The cap has prompted a dispute between Reform and the Labour government. Reform has accused Labour of “choking off legal funding for its main rival,” according to a party representative. Harborne has previously claimed he was “the reason” the government introduced the cap, and has said he could challenge the limit in court.

The filings show Reform accepted £2 million from Delo on Jan. 14, and another £2 million on March 2, as well as £3 million from Harborne on Jan. 23. None of the donations was made in cryptocurrency. Sheffield-born Delo, who co-founded the cryptocurrency trading platform BitMEX, is a first-time donor to the party. Harborne gave £12 million in total to Reform in 2025, including a £9 million donation in August that was the largest single sum ever given by a living person to a British political party.

The party also declared a further £1.1 million in donations from biotech entrepreneur David Grainger.

Farage is under investigation by the parliamentary standards commissioner over whether he should have declared a separate £5 million cash gift he received from Harborne ahead of the 2024 election upon his election as an MP. Farage has argued he was under no obligation to register the “purely private” gift, as it was unrelated to his parliamentary or political activities.

Reform’s large individual donations far outstripped those of Labour and the Conservatives, who each declared around £4 million in donations from private sources over the period. Labour’s biggest donations were £550,000 each from longtime donor Lord David Sainsbury and Gary Lubner, the former boss of Autoglass. The party also declared a total of £1.4 million from seven unions, including £392,544 from Unite and £366,936 from Unison. The Greens registered £209,000 in private donations, with the Liberal Democrats declaring £2.2 million.

The latest figures come after Reform received more than £5.4 million in large donations in the final three months of last year, more than any other party, as parties sought to fill their coffers ahead of a crucial set of elections in May.

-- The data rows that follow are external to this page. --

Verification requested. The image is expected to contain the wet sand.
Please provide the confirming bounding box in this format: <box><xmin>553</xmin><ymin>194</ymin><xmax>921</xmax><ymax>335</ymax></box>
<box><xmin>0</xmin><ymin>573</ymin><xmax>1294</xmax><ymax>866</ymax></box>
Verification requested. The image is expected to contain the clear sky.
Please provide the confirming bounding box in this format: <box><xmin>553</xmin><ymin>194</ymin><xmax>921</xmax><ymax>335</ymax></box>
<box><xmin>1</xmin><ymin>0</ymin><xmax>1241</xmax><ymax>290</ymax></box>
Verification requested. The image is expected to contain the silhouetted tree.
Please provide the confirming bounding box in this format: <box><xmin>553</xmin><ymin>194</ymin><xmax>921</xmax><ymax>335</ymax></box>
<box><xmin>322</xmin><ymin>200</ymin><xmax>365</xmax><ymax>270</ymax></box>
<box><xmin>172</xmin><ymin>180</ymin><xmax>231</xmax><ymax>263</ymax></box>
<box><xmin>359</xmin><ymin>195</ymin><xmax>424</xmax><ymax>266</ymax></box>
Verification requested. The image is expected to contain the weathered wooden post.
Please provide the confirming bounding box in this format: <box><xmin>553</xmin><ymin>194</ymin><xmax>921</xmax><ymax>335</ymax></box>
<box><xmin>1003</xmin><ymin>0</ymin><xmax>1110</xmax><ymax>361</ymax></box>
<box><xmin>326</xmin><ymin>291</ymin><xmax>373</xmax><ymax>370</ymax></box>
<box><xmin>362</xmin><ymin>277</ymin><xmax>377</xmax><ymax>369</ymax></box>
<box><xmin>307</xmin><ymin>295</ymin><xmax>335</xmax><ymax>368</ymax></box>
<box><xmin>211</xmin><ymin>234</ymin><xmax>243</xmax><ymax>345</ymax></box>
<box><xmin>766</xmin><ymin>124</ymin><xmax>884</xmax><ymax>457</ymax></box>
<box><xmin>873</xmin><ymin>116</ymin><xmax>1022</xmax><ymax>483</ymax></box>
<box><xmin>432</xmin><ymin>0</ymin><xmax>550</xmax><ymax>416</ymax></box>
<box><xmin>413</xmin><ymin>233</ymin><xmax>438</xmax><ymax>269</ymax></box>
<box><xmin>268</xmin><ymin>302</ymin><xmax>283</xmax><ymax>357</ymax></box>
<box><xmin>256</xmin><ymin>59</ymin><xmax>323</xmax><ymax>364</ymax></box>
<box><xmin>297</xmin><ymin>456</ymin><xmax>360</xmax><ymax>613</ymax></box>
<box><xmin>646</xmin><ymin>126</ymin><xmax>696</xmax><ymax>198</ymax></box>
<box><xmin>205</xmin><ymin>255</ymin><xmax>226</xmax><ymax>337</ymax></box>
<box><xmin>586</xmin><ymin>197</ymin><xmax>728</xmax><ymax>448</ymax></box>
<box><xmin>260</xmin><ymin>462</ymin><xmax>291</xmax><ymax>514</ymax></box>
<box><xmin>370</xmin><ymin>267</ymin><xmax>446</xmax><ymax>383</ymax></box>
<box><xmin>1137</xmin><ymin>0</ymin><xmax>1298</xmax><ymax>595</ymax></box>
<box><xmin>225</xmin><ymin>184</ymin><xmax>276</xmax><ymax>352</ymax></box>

Political parties are required to report all donations above £11,180 to the Electoral Commission. The figures do not include smaller donations or income from membership fees, which appear separately in parties’ annual accounts. Opposition parties also receive public funds to support their parliamentary duties, with allocations based on their performance at the previous election. In the first three months of this year, the Conservatives received £1.8 million from this route, the Lib Dems received £727,134, and Reform received £98,763.

In April, Delo wrote that he planned to bring forward his plans to return to the UK so he could continue to “contribute more to Reform’s budget.” Harborne has not ruled out returning to the UK to get around the cap.